On the costs issue, the Court of Appeal considered the trial judge’s decision to order each party to bear its own costs. The trial judge had made that order despite the respondents’ failure on the double rent claim. The Court of Appeal’s task was to determine whether that costs order was within the proper exercise of discretion, given that the respondents succeeded on the subsidiary claim but failed on the major claim that drove much of the trial time and effort. The appellate court’s analysis would have turned on the principles governing costs in Singapore, including the relative success of the parties and whether the subsidiary success justified departing from the usual “costs follow the event” approach or warranted a neutral order.

What Was the Outcome?

The Court of Appeal allowed the appeal in part. While the respondents’ double rent claim had already been dismissed at first instance and was not the subject of appeal, the appellate court corrected the trial judge’s approach to the interpretation of clause 2(I). By rejecting a wholly literal construction and emphasising the factual matrix, the Court of Appeal altered the legal basis upon which damages for failure to deliver up the property in the required condition had been awarded.

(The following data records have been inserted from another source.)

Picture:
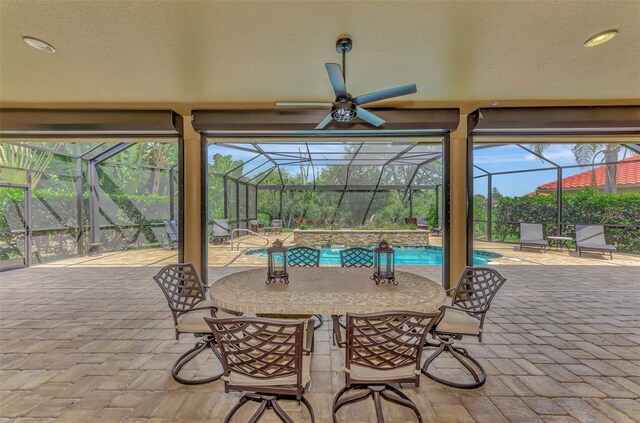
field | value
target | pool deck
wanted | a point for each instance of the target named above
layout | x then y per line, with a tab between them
90	339
223	256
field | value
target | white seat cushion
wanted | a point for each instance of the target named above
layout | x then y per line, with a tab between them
239	379
458	321
193	321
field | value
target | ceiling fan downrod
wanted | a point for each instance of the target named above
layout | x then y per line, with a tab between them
344	46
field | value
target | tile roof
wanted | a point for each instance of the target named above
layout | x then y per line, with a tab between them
628	174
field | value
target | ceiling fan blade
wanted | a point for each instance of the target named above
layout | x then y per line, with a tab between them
337	80
369	117
325	122
302	104
385	94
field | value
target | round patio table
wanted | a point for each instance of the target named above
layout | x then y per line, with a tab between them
325	290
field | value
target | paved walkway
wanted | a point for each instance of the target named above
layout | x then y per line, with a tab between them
93	342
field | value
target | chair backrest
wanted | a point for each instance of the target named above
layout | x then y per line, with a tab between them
590	235
221	227
303	256
476	288
172	230
181	285
260	348
356	257
531	231
387	340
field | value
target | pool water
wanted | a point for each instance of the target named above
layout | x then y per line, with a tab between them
404	256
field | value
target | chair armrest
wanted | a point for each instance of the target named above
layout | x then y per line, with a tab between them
213	310
444	309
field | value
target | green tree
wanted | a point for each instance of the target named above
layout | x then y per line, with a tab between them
587	153
19	157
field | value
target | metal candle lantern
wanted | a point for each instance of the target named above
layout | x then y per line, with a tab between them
383	264
277	263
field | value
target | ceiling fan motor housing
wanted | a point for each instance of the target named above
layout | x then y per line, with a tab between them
344	111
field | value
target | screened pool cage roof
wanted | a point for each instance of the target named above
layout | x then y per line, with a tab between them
86	150
507	158
330	164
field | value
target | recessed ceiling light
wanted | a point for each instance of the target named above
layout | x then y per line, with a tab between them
39	44
601	38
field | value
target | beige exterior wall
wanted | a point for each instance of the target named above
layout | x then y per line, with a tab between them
192	197
458	201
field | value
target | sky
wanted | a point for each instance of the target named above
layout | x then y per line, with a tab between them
512	157
495	159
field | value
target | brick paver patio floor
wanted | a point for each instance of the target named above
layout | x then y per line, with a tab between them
84	343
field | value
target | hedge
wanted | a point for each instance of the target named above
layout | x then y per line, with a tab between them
584	206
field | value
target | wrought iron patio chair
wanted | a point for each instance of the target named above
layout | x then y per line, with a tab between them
220	231
265	359
303	256
464	317
591	238
172	233
421	222
255	226
276	226
186	296
380	350
356	257
532	235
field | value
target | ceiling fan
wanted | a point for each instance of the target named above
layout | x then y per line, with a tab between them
345	108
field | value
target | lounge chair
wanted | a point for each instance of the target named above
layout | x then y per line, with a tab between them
255	226
188	309
276	225
356	257
220	231
591	238
421	222
267	360
531	235
172	233
381	350
465	316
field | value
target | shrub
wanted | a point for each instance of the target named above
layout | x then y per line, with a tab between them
584	206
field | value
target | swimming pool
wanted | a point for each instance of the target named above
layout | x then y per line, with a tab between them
404	256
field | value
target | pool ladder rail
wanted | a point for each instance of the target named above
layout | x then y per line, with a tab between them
249	232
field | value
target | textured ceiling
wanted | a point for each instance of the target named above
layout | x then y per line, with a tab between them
180	52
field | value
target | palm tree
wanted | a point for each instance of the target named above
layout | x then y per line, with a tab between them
586	154
16	157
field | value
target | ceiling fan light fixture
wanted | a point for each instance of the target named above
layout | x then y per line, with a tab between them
344	111
601	38
39	44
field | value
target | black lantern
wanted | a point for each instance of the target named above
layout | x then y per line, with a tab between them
277	263
383	264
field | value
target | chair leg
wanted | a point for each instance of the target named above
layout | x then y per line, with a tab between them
306	403
378	392
206	342
267	402
318	319
463	356
239	404
401	399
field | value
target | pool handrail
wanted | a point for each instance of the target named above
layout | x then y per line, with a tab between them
235	231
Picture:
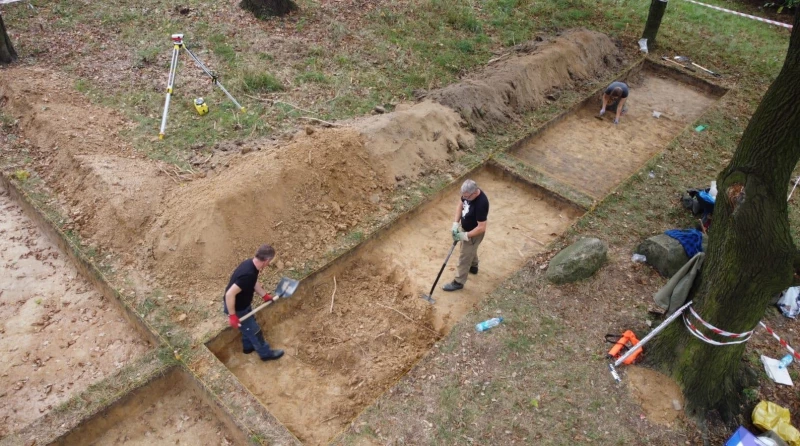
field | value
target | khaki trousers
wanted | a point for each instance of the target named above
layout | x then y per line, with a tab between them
468	258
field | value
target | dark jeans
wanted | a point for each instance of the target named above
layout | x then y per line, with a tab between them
252	339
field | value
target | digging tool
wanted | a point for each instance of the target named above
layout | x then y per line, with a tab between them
687	60
428	296
676	63
286	287
637	347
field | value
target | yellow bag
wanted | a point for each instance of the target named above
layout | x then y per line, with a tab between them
772	417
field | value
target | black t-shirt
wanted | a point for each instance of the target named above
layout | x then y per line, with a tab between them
245	276
622	85
474	211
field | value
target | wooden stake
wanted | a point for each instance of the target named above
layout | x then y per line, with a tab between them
334	293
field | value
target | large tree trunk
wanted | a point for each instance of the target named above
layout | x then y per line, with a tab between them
751	255
657	8
7	53
268	8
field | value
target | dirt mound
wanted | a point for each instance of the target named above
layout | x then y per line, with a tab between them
298	198
415	140
111	191
520	81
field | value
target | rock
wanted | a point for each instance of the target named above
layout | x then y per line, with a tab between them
577	261
665	253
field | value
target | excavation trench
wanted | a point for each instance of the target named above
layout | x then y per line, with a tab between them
594	156
170	409
338	362
60	333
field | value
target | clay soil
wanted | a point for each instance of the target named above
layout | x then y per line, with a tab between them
59	334
170	410
595	155
340	362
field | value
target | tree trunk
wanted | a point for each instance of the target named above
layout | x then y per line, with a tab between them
7	53
657	8
751	255
263	9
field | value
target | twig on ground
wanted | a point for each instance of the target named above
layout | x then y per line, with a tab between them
406	316
320	121
334	293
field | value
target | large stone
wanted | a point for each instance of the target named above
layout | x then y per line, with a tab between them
577	261
665	253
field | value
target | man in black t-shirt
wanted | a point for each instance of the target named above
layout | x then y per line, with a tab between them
472	211
614	98
239	295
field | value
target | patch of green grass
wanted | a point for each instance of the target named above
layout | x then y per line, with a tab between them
262	82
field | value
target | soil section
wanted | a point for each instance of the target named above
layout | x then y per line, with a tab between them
660	397
170	410
339	362
594	155
59	334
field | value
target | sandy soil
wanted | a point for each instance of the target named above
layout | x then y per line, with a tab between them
595	156
340	362
656	393
169	411
521	80
59	335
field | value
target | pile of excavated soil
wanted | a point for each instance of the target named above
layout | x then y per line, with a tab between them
415	140
337	363
111	191
298	198
58	335
520	81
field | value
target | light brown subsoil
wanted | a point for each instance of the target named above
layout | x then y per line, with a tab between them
167	411
521	80
658	394
339	363
595	155
59	335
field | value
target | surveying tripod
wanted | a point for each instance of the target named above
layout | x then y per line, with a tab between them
177	44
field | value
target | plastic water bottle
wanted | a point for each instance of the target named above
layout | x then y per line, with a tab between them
713	190
485	325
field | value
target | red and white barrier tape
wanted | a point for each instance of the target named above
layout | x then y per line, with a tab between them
783	343
772	22
694	331
717	330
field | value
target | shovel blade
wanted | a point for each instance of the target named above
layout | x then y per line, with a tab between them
286	287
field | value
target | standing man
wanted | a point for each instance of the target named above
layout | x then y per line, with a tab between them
614	98
471	213
239	296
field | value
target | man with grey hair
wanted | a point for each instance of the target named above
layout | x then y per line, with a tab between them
239	296
471	214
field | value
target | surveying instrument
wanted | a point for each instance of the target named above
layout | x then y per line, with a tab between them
199	103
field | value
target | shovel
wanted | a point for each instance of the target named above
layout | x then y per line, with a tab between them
428	296
686	59
286	287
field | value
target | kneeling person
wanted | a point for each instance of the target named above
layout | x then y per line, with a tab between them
239	296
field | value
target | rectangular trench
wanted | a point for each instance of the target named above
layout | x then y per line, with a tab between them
60	331
593	155
338	362
169	409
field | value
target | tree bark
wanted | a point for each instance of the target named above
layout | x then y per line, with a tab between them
751	255
657	8
7	53
263	9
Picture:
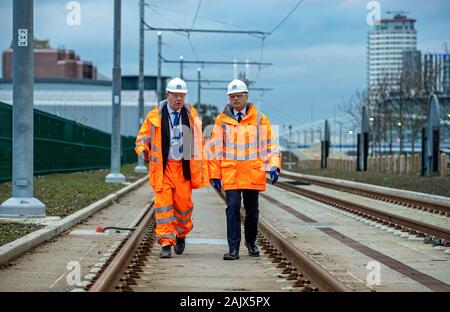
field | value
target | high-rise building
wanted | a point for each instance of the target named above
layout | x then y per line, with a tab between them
387	43
52	63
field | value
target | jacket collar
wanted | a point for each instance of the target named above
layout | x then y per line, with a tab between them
229	116
155	114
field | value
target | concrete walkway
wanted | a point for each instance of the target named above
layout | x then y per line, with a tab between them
65	260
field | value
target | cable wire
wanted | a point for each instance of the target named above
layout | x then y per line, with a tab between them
287	16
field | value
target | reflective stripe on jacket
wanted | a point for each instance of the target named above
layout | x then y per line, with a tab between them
149	138
241	153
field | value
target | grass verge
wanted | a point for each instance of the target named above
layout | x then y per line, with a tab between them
64	194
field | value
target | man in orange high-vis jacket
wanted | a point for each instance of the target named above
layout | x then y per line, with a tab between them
242	148
171	140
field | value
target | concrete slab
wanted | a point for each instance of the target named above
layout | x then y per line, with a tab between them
61	263
345	262
201	267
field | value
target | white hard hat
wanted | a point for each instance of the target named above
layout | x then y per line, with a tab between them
236	86
177	85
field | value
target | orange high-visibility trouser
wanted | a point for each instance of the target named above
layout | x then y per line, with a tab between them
173	205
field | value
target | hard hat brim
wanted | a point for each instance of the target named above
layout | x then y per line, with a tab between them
236	91
176	91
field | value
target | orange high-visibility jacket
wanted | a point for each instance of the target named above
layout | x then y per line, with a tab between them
149	138
241	153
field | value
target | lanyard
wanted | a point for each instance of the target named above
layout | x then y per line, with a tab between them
171	123
176	134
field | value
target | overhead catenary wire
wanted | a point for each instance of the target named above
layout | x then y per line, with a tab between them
286	17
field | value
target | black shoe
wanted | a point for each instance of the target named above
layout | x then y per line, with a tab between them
179	247
166	252
252	250
231	255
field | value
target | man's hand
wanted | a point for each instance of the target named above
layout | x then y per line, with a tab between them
274	174
216	183
144	155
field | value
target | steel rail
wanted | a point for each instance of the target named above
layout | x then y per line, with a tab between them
319	277
118	265
380	216
398	199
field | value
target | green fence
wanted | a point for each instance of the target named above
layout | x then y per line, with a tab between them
61	145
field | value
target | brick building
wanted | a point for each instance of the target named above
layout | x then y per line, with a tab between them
52	63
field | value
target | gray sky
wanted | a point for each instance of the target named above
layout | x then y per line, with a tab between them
319	52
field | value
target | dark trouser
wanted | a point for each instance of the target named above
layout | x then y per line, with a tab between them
234	218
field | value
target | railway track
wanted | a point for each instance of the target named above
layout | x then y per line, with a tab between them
424	205
123	269
397	222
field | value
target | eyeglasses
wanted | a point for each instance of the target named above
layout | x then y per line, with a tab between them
238	95
175	95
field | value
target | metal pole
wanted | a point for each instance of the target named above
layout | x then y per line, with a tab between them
158	81
115	176
340	136
140	168
22	203
199	73
289	146
181	67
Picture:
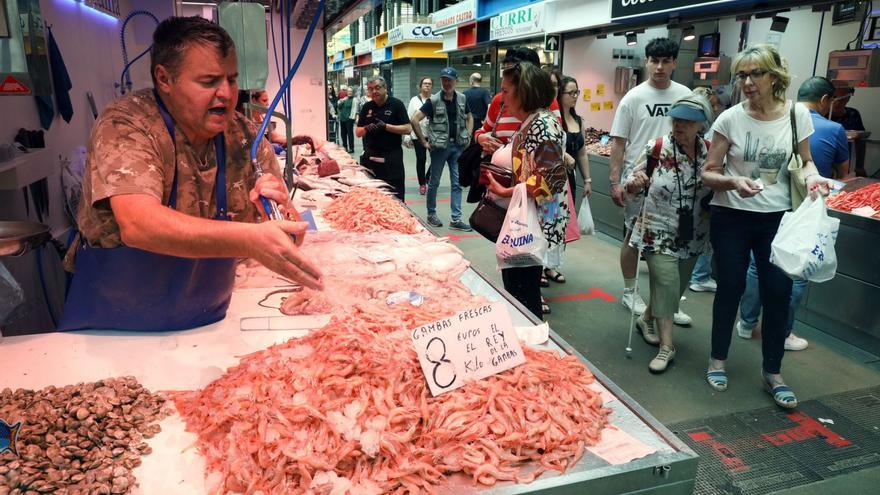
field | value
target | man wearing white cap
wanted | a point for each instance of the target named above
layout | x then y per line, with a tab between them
449	132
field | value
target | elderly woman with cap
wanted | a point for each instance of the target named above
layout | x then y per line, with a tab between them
673	227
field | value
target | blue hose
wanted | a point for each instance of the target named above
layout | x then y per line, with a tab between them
302	51
125	62
274	45
125	74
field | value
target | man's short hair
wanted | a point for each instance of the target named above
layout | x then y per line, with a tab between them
378	79
521	54
661	47
533	86
174	35
814	88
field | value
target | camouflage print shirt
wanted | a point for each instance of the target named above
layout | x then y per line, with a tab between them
130	152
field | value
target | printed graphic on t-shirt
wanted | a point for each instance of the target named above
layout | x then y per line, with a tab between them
769	159
658	109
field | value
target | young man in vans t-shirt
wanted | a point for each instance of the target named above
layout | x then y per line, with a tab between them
641	117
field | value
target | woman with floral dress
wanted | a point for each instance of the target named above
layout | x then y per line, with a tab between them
537	151
673	228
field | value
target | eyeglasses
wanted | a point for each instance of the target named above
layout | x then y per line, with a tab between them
754	75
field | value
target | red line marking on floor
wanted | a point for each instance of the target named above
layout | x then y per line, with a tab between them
700	436
592	293
725	453
807	428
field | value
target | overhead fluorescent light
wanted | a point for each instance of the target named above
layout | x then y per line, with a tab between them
779	24
631	39
688	33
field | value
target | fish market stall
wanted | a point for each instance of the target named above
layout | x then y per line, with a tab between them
237	384
839	305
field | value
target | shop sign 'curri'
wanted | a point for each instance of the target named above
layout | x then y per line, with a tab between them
517	23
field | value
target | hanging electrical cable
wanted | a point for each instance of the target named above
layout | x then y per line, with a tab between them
289	11
125	77
274	43
270	206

In practical terms, the outcome meant that the tenant’s obligations under the delivery-up covenant had to be assessed by reference to the proper contractual baseline and the authorised/unauthorised character of the alterations, rather than by mechanically tying the “commencement” point to the commencement of a “third tenancy” that was never formally documented. The Court of Appeal also addressed the appropriateness of the trial judge’s “each party bears own costs” order, considering the mixed success and the significance of the claims litigated.

Why Does This Case Matter?

This case is significant for landlord and tenant practitioners because it demonstrates that delivery-up covenants must be interpreted in context, not by rigid literalism. Clause 2(I) used language that could be read narrowly, but the Court of Appeal required a purposive construction grounded in the factual matrix: the property’s conversion for a permitted use, the authorisation framework, and the continuity of the parties’ relationship across consecutive tenancy arrangements.

For lawyers drafting or litigating tenancy agreements, the decision underscores the importance of distinguishing between authorised alterations and unauthorised alterations. Where alterations are authorised, the tenant’s end-of-tenancy obligations may not include removal, even if the landlord later wishes the premises to revert to an earlier physical state. Conversely, unauthorised alterations remain a potential basis for restoration claims. The case therefore provides a structured approach to analysing contractual delivery-up obligations in renovation and conversion scenarios.

From a litigation strategy perspective, the costs discussion is also instructive. Mixed outcomes are common in tenancy disputes: a landlord may fail on a high-value claim (such as double rent) but succeed on a subsidiary claim for damage. The case highlights that costs orders are not determined solely by quantum or by which party “won” the headline claim; courts must consider the overall conduct of the trial, the relative success, and whether a neutral costs order is justified.

Legislation Referenced

  • (Not specified in the provided judgment extract.)

Cases Cited

  • Reardon Smith Line Ltd v Yngvar Hansen Tangen [1976] 1 WLR 989
  • Khng Thian Huat v Riduan bin Yusof [2005] 1 SLR 130

Source Documents

This article analyses [2005] SGCA 39 for legal research and educational purposes. It does not constitute legal advice. Readers should consult the full judgment for the Court's complete reasoning.